Russian culture and food in CNY celebrated during Winter Games in Sochi

By WKTV News

WKTV, (UTICA) - During the 2014 Winter Olympic Games in Sochi, Russia, we're learning and celebrating Russian culture in our own back yard. We spent a Sunday learning how to make traditional Russian dishes with the sisters at St. John Russian Orthodox Church in Utica.

We found some of the traditions in the kitchen that date back centuries.

Svetlana Derevenets tells us Russians pickle just about everything to keep vegetables for the winter season.

Pickled cherries are called compote.

Kristina Shikula says many dishes are prepared with beets, cabbage, and potatoes.

"The beets...are a big part of Russian culture, because with the beets you have the borscht and the vinaigrette, which is beets cut up with other vegetables with peas and carrots," Shikula said.

Russian Borscht can be made vegetarian during the fast or with meat. It's a base of beets, and has carrots, potatoes, and onions. If meat is added, it's cooked on the bone and used for flavor.

Galupsia is Russian cabbage rolls. They're similar to Polish cabbage rolls, stuffed with ground meat and rice with a tomato sauce.

"Shuba" is a colorful salad made with beets, potatoes and salty fish like herring.

But as with Russian art, music, dancing, and prayer, nothing is left to chance. The food is prepared with an artistic and meaningful precision.

"Everything's beautiful, when we sit down to a Russian meal, it's always the intricacies of the dish," Derevenets said. "We like to have it created nicely it is our tradition to have everything beautiful!"

In preparation for Easter, Russians will fast for weeks.

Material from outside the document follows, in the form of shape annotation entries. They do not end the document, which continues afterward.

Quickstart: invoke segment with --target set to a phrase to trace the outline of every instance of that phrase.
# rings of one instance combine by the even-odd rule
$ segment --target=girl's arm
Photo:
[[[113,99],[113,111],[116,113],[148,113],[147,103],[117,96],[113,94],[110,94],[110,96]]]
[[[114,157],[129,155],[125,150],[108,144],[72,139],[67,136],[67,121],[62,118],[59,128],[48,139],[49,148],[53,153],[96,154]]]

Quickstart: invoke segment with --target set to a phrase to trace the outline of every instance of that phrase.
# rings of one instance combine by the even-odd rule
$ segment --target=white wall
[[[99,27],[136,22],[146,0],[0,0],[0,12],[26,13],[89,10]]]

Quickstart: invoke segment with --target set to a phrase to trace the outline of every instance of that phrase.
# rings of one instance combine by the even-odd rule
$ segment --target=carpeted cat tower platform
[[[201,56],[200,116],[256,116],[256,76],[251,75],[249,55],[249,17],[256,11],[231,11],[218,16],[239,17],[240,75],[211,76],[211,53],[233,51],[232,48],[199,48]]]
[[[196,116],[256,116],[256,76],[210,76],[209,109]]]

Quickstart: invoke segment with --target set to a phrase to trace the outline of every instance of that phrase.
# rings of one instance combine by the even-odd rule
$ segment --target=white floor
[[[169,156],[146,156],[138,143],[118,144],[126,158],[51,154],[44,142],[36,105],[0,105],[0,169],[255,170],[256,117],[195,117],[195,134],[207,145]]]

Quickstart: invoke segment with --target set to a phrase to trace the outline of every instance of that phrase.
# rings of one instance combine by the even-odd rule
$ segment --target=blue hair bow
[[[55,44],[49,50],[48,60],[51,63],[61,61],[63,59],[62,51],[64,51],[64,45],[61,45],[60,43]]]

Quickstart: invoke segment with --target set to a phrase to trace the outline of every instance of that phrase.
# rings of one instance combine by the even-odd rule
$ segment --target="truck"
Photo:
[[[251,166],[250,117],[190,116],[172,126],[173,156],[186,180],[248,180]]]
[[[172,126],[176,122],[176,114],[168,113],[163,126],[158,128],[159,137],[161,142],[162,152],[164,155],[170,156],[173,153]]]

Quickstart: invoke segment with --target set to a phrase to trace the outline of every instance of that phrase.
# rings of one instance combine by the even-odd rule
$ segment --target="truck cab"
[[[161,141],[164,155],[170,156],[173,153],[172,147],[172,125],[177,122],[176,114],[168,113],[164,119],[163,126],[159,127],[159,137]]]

The Very Reverend Arch priest Michael Taratuchin explains some of the reasons behind the traditions. For example, before Great Lent, the Russian Orthodox people will use the last of their eggs and dairy preparing Blini.

They're similar to pancakes. It's the last meal containing those products before the fast for Great Lent. For more than seven weeks, they'll do without meats, most oils, and dairy and poultry.

At the end of Great Lent, there is a celebration and a feast. The food is blessed, and everyone gets to indulge and celebrate that "Christ has Risen."

In Russian culture, there is no shortage of food when people gather to eat. Everyone is always welcome, and treated like royalty at the table.